Rethinking Hospitality: Designing for Presence and Participation
Reading the Passion Principle , a collaborative framework by Design Hotels & Universal Design Studio (2025) - felt like finding vocabulary for something many of us have been sensing for years: hospitality is becoming less about presentation and more about participation.
THE PASSION PRINCIPLE REPORT BY DESIGN HOTELS
The Report approaches hospitality not simply as an industry but as a moving, breathing and evolving universe where many worlds collide. It brings forward ideas that feel both urgent and inspiring as we enter a new era of travel defined by authenticity, curiosity, and collaboration. One idea that resonated deeply was the statement that:
‘‘ WHEN THE HOST AND HOSTED ENGAGE WITH A GENUINE MUTUL PASSION, HOSPITALITY SHIFTS FROM PERFORMANCE TO CO-CREATION “ - The Passion Principle Report
The Report explores what happens when travel moves beyond consumption and starts to foster genuine emotional exchange between places and people. I couldn’t help but reflect on how closely this mirrors my own experience - observing guests, design, and service across different cultures, and noticing that the most memorable stays always share one thing: they feel alive.
As the Report notes: “ GREAT HOSPITALITY IS NOT JUST DELIVERED - IT’S CO-AUTHORED ” - Stijn Oyen, Managing Director, Design Hotels
Reading that, I found myself nodding: today’s travelers want to be part of the story. They crave spaces that respond to them, not just accommodate them.
According to The Passion Principle Report, “93% prefer experiences that feel ‘real and unscripted’ over ‘staged and polished’ ones,”
and “90% value genuine, personal connection with hotel teams — like having a friendly chat — rather than just receiving service.”

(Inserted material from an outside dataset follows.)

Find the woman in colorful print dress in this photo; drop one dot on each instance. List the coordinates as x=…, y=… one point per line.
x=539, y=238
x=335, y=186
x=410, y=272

TECHNOLOGY WITH A HUMAN HEART
Another section that stood out explored the relationship between technology and humanity. The authors write:
“ Technology, especially AI, should augment, not replace, human intuition and emotional responsiveness - creating systems that empower, not displace, human connection. ” - The Passion Principle Report
Rather than viewing AI as a rival, they frame it as an ally - one that can take over repetitive, data-driven tasks so humans can focus on connection and creativity.
That aligns perfectly with how I see the future of hospitality. If we let AI handle operational flows like check-ins and check-outs, we can reclaim the most human part of the experience, the welcome itself.
Imagine a reception-free hotel where arrival happens online and the “reception desk” transforms into a greeting room. The host and guest meet without barriers, sharing the same space and energy. The ritual of arrival becomes circular instead of linear; no longer arrive–wait–check-in–go to room, but an open loop where each guest chooses their own beginning.
DESIGN THAT ENCOURAGES DISCOVERY
Perhaps the most thought-provoking question posed in the Report is “ How might we design spaces that prompt guests not just to inhabit, but to co-create? ”
That question has lingered with me since I read it. I believe this is where the future of hospitality truly lies - at the intersection of design, emotion, and participation.
I picture hotels where no space dictates its function, yet every detail gently invites discovery. Lighting that shifts with mood, furniture that moves to encourage conversation, and objects that spark curiosity. Why not replace the predictable stack of coffee-table books with a custom board game that tells the story of the neighborhood or the property’s history? Something playful that connects guests to place and to each other.
These small, unexpected gestures turn guests into participants. They make a stay memorable not because it was perfect, but because it felt genuine.
FROM CONTROL TO CURIOSITY
The part of the report that struck me most was its reflection on how spaces can shape participation. I share that belief. A great hotel doesn’t tell you how to behave it rather gives you permission to play, to belong, to interpret.
When design, service, and emotion align, hospitality becomes something fluid, not a performance, but a shared rhythm between host and guest. And perhaps that’s the future we’re all designing toward: places that breathe, that evolve with every stay, and that remind us how unscripted connection can make you feel alive again.
IN CLOSING
The more I think about the future of hospitality, the more I see it as a shift toward thoughtful simplicity, where technology recedes into the background, and design becomes the invisible hand that nudges connection.
Hospitality doesn’t need to be louder or more elaborate. It just needs to feel genuine - supported by technology, shaped by design, and held together by people who care.
"If we cling too tightly to perfection, we suffocate the very thing that makes a work magical: the spontaneity, the serendipity, the joy of the unexpected." - WILL GUIDARA
Inspired by “The Passion Principle: A Framework for Post-Experiential Hospitality,” Design Hotels × Universal Design Studio, 2025.